Previous analysis of multiple Caenorhabditis lines shows extensive variation in nuclear single-nucleotide polymorphism (SNP) density , with the Hawaiian strain CB4856 having the highest SNP density and most unique SNPs . Additional polymorphisms in CB4856 were found by Swan et al. , and analysis of the distribution of these polymorphisms by Cutter et al.  revealed that the polymorphisms occurred more frequently in the arms than in the core in chromosomes one to five, but are randomly distributed in chromosome X.
The patterns of natural variation found in a genome are the result of mutational events that are influenced by both drift and selection. Under neutral theory, a majority of mutations that arise spontaneously are neutral, and their fate (loss or fixation) is primarily determined by drift. In rare cases, a spontaneous mutation will confer a selective advantage (positive selection) or disadvantage (purifying selection). If by chance this mutation is not lost by drift, in consequent generations the mutation will spread throughout the population, and variation at linked sites will either accumulate or be purged. The combination of neutral mutations fixed through drift and the mutations that are accumulated or purged determine the genomic landscape of the organism . By surveying the patterns of natural variation between the closely related Caenorhabditis strains CB4856 and CB4858, it is possible to investigate the evolutionary processes of drift and selection occurring in this lineage.
Although previous studies provide insights into C. elegans SNP patterns and densities in the natural isolates, a large-scale genomic analysis of the C. elegans polymorphic spectrum has not been accomplished until now. Other studies of C. elegans have not focused on examining the patterns of variation that we present here, but have instead focused on other important patterns. For example, Weber et al.  reported the genome sequence of the LSJ1 (Bristol) strain and compared it to the reference wild type N2 (Bristol). LSJ1 is a sibling of the reference wild type N2. The authors indicated that comparing the genomes of N2 and LSJ1 highlight genetic changes associated with lab domestication and errors in the C. elegans reference genome. They confirmed that LSJ1 and N2 are derived from the same Bristol isolate. In addition, they identified 3246 predicted differences between the LSJ1 and N2 genome sequences. Finally, by sequencing two recently isolated wild C. elegans strains, CB4856 (Hawaii) and ED3054 (Kenya), they inferred the ancestral state of the original Bristol isolate. All of this makes CB4856 an extremely valuable resource not only for C. elegans gene mapping  but also for the study of the distribution and spectrum of Caenorhabditis SNPs.
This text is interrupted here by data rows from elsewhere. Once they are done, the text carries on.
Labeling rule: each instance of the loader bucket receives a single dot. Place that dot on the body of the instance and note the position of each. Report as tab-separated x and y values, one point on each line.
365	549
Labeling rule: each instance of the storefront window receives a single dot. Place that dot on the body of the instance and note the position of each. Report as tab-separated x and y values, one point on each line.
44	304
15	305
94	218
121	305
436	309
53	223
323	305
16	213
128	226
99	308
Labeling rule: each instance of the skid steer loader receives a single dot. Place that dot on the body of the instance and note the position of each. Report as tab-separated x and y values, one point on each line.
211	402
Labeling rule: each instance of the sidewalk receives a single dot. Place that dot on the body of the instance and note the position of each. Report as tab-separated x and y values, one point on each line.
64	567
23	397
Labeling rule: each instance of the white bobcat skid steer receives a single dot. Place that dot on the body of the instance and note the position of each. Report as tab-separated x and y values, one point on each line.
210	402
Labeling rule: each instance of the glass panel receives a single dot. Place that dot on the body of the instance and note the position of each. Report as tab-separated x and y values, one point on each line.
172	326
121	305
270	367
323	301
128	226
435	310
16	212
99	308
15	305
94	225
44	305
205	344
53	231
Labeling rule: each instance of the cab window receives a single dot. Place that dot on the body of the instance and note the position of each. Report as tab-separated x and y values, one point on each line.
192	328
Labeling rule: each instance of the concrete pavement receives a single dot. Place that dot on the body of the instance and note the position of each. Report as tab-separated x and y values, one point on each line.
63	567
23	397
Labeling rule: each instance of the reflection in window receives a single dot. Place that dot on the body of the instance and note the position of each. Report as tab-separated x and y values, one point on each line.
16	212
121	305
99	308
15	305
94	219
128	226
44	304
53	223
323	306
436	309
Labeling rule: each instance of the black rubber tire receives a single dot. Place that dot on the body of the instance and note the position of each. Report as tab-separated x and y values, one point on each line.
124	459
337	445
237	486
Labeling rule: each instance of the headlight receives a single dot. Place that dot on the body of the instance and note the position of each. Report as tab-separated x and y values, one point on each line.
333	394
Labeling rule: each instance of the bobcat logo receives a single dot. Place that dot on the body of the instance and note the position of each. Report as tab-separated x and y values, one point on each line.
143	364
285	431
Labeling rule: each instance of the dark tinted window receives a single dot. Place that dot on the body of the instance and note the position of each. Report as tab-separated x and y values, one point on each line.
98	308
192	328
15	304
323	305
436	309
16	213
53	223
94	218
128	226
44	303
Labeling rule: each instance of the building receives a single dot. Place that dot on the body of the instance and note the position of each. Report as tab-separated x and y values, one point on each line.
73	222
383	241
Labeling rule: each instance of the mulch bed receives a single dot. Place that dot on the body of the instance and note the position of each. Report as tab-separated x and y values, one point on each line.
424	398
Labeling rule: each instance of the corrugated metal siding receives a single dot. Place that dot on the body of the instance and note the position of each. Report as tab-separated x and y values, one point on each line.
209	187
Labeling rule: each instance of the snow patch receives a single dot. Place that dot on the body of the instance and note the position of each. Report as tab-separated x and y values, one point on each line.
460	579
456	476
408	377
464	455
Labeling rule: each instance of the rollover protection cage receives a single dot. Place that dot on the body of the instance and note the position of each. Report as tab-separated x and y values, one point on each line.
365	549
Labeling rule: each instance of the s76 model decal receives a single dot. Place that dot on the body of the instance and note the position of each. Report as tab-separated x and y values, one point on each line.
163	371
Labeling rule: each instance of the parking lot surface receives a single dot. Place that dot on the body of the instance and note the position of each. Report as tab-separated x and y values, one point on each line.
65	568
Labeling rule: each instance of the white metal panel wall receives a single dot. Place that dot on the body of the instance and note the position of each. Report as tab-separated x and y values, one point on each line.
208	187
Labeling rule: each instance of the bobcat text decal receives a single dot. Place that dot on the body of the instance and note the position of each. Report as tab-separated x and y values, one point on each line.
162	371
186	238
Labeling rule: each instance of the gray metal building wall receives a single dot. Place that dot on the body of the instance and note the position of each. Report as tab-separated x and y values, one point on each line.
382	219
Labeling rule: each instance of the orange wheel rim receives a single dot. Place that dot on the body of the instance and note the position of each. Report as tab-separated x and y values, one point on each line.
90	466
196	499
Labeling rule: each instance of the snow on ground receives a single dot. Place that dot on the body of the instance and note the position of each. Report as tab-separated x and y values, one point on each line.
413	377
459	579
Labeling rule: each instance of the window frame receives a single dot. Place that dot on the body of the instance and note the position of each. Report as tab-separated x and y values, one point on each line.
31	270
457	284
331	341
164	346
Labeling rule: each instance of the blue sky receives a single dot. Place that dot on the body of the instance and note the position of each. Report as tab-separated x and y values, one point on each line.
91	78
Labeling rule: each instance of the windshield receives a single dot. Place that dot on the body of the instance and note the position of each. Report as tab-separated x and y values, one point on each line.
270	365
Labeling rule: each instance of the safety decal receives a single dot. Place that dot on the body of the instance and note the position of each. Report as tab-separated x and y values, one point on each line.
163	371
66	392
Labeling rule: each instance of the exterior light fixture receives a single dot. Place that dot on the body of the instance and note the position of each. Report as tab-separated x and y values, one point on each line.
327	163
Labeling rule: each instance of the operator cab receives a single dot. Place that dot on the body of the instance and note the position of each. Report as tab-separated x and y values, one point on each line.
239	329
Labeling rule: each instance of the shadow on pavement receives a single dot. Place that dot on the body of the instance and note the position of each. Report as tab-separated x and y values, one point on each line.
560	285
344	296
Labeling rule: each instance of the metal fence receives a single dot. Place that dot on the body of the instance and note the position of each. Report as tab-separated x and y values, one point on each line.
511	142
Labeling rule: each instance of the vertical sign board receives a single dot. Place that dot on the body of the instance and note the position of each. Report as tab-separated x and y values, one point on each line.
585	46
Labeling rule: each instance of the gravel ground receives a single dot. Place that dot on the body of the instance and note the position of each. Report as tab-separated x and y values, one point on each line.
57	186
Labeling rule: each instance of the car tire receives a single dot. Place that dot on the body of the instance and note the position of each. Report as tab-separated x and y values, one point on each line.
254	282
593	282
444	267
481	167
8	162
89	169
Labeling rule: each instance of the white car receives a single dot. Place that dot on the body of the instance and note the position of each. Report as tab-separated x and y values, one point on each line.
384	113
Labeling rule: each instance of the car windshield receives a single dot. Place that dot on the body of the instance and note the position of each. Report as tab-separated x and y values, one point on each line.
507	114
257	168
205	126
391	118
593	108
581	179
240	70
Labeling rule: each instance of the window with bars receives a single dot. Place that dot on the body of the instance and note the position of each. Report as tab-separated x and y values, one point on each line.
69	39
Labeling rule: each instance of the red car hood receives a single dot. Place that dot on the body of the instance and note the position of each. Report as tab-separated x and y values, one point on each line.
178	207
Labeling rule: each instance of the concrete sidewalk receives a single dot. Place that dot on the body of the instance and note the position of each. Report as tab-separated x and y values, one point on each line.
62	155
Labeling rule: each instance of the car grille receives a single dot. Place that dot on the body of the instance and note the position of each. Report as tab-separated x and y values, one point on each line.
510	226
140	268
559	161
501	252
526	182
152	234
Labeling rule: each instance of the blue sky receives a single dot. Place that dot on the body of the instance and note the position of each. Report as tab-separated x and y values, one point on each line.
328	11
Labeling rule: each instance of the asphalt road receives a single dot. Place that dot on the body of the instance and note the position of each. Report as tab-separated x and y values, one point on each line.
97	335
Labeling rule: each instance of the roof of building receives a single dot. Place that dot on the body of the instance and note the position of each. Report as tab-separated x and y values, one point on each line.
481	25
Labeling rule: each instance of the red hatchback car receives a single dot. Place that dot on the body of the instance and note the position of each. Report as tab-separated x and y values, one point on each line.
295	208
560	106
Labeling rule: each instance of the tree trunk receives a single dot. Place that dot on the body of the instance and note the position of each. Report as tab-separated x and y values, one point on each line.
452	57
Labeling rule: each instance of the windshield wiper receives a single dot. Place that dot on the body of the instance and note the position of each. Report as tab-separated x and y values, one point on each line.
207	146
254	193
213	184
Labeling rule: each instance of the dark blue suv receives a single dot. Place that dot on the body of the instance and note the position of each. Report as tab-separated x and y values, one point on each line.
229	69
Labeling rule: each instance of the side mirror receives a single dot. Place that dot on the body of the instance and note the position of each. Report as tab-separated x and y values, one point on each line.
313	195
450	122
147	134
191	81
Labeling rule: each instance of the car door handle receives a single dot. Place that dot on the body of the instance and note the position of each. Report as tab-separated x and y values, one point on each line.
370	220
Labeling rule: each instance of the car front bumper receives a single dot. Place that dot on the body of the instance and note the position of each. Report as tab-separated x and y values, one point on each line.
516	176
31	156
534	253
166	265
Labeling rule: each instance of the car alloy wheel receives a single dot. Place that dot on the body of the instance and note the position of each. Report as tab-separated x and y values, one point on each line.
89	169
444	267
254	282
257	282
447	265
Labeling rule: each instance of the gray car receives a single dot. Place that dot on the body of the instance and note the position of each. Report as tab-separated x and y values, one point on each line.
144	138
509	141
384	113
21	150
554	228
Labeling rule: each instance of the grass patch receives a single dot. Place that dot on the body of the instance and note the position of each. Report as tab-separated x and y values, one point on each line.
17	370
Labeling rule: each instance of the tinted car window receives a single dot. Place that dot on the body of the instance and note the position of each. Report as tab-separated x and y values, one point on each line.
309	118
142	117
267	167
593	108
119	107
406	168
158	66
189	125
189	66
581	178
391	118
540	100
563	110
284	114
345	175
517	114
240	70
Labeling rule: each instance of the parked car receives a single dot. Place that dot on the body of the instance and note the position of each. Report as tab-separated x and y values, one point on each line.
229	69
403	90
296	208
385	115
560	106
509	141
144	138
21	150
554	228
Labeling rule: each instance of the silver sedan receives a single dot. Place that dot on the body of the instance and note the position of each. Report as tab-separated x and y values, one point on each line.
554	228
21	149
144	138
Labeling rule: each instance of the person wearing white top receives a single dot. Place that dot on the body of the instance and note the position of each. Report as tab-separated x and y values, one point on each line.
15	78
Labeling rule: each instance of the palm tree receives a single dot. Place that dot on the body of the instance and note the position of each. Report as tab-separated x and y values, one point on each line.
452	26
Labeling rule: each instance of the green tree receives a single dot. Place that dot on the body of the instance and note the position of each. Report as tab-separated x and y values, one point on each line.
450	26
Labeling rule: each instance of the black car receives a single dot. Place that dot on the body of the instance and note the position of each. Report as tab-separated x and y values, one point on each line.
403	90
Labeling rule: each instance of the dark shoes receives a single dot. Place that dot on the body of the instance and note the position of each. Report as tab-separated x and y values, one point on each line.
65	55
Graustein et al.  compared the levels of DNA sequence polymorphism among three closely related species in the genus Caenorhabditis: two self-fertilizing species, C. elegans and C. briggsae, and one cross-fertilizing species, C. remanei. Jovelin et al.  analyzed nucleotide variation within and between species across two olfactory pathways in Caenorhabditis to examine the relationship between evolutionary rate and gene function and their position within the pathway. The authors found that transcription factors specifying chemosensory neuron subtype identity exhibit higher levels of nucleotide divergence and polymorphism than the structural genes in the signaling pathways. They found much higher levels of polymorphism within C. remanei than within the related species C. elegans and C. briggsae. Their findings suggest behavioral differences between species in response to olfactory stimuli are likely to involve differences in gene regulation due to the divergence of regulatory genes.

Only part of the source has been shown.